Classic Machine Learning with GPU

Classic Machine Learning with GPU


Hello AI Enthusiasts, in this post we will understand the basics of GPU. Then we will discuss the Libraries which we can use for classical ML algorithm e.g. LinearRegression. Why classical only, because Deep Learning models are inherently GPU supported e.g Tensorflow. A traditional ML library i.e. scikit-learn doesn't have GPU support neither it is in pipeline. Remember this thread from Twitter, Burkov.PNG

Before checking the Library, we will try to understand the need and working of the GPU.

How GPU helps


Before understanding the GPU, let's quickly understand the CPU in few lines.

  • The CPU is a general-purpose processor i.e. it can run a Game, a Browser, Video etc.
  • It contains one ALU[Arithmetic Logic Unit] per core. It does all the calculations
  • Control unit instructs the ALU/Memory sequentially(per core)
  • It is not designed for any specific type of task Since it is too general-purpose, it has no idea what the next instruction can be. So it read the instruction every time from the program. This is the point that is Traded-Off in GPU and even further with TPU.

    The GPU,
  • Contains 2000-5000 ALU to do the calculations in parallel
  • But its communication with the CPU is expensive i.e. add to latency
    So, the bigger the calculation we sent to GPU better the Throughput/Latency ratio.
    It gives a huge improvement over CPU for Neural Network by computing the millions of Tensor multiplications/ addition in parallel. Generic-Specific.PNG


So, in summary, a CPU can do relatively smaller calculations in parallel (throughput) but it can handle complex control logic i.e. branching/switching.
On the other hand, a GPU can do a massive amount of calculation in parallel but it is not good at handling complex logic. Just like the CPU, GPU too has its own memory. This helps GPU to improve latency(i.e. fewer calls to CPU for data).
But the point that is worth a mention is that, someone needs to think of the logic to parallelize the pieces of stuff to utilize GPU cores. In the case of Deep Learning, it is a bit simple because it is mainly a task of Tensor Multiplication and addition.

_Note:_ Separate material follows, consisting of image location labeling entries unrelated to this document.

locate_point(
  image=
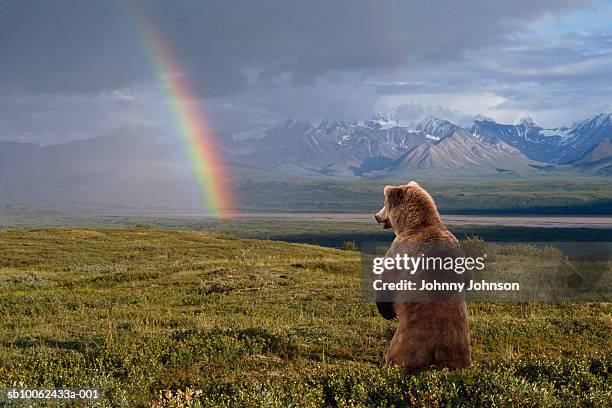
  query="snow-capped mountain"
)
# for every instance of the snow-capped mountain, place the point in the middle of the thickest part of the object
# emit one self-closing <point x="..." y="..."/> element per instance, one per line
<point x="436" y="128"/>
<point x="377" y="146"/>
<point x="557" y="145"/>
<point x="381" y="145"/>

Unlike Deep Learning, in the case of classic Machine Learning, all the algorithms have a different technique to fit the data and to find the solution. So, in this case, we need case-specific code/logic to enable parallel operations and utilize the GPU.
For example, In Gradient Boosting one of the tasks that is parallelized is to sort each feature while finding the best splits.
That's why we will use the available Modules which supports GPU for ML


NVIDIA doesn't need an introduction. It has become the leader in GPU space by timely tapping the market to reap the benefits of Deep Learning rise.
CUDA was invented by NVIDIA's as a general-purpose programming language for its GPUs.
In simple terms, it facilitates us to interact with the GPU core and utilize it to the max.
RAPIDS AI, an excerpt from the official docs

The RAPIDS suite of open-source software libraries and APIs give you the ability to execute end-to-end data science and analytics pipelines entirely on GPUs. Licensed under Apache 2.0, RAPIDS is incubated by NVIDIA® based on extensive hardware and data science experience. RAPIDS utilizes NVIDIA CUDA® primitives for low-level compute optimization and exposes GPU parallelism and high-bandwidth memory speed through user-friendly Python interfaces.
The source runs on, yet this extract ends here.